Quoi qu’il en soit, il est un fait qui dès maintenant ressort de cette situation avec la dernière évidence : l’impossibilité où seront les Américains de s’étendre vers le nord sur les rives du Pacifique. Peut-être San-Francisco deviendra-t-il quelque jour le New-York de l’ouest, mais à la condition d’avoir à ses côtés dans la Colombie un autre Canada qui maintienne intactes les vieilles et sages traditions coloniales de la mère-patrie. Aussi n’est-ce pas vers le nord que tend le pionnier yankee, c’est vers cette riche contrée du Mexique, objet de l’éternelle convoitise des enfans de l’Union. Quelques années s’étaient à peine écoulées depuis la signature du traité qui leur assurait la Californie, tout n’était encore dans le pays que désordre et confusion, que déjà des regards plus ambitieux ou plus avides commençaient à se tourner vers le sud; déjà se trahissait par des symptômes significatifs le réveil de cette fièvre d’agrandissement qui peut être parfois momentanément assoupie, mais n’est jamais éteinte.

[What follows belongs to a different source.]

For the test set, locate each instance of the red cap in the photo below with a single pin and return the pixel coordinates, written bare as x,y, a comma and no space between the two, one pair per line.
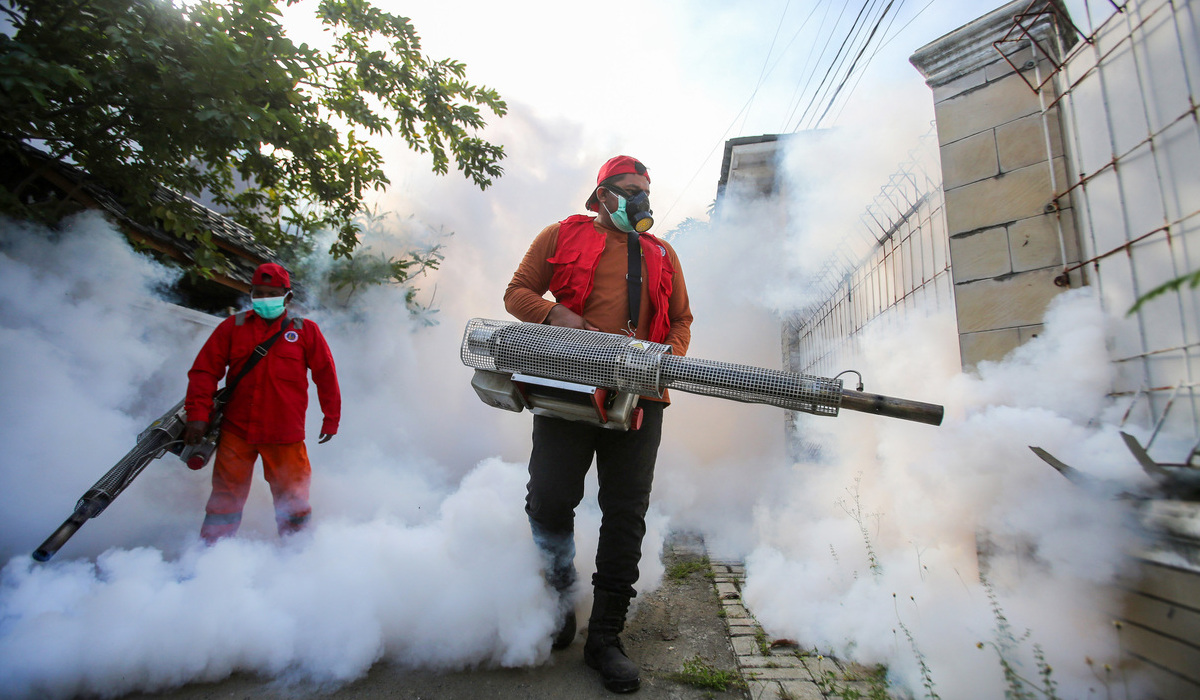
271,275
617,166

L’Américain pense-t-il que s’arrêter serait déchoir? Voit-il une condition d’existence dans ce go-ahead instinctif, devenu la devise de sa race? On ne saurait donner d’autre explication, je ne dirai pas seulement de la facilité avec laquelle s’organisèrent à San-Francisco les diverses expéditions de flibustiers dirigées contre le Mexique, mais de la sympathie qu’elles rencontrèrent dans toutes les classes de la population. Il en fut ainsi lorsqu’à deux reprises le comte de Raousset-Boulbon quitta ce port pour montrer sur le champ de bataille d’Hermosillo et sur la plage de Guaymas un courage chevaleresque digne d’une meilleure cause. On avait eu de ces sentimens une preuve encore plus caractéristique lors de la première tentative par laquelle Walker appela sur lui l’attention de l’Europe, et le juge saint-franciscain qui prononçait sur le sort du colonel Watkins, vice-président de l’éphémère république de Basse-Californie, avait proféré de son siège ces étranges paroles : « Je sympathise profondément avec l’accusé, je ne puis qu’admirer les héros qui vont comme lui relever au Mexique l’autel de la liberté; toutefois, comme juge, je n’ai qu’une chose à envisager : la loi a-t-elle été violée[1] ? »

Non-seulement la loi avait été violée avec une rare audace, puisque

  1. Walker fut condamné à 7,000 francs d’amende, ne les paya pas, et ne fut ni emprisonné ni même inquiété.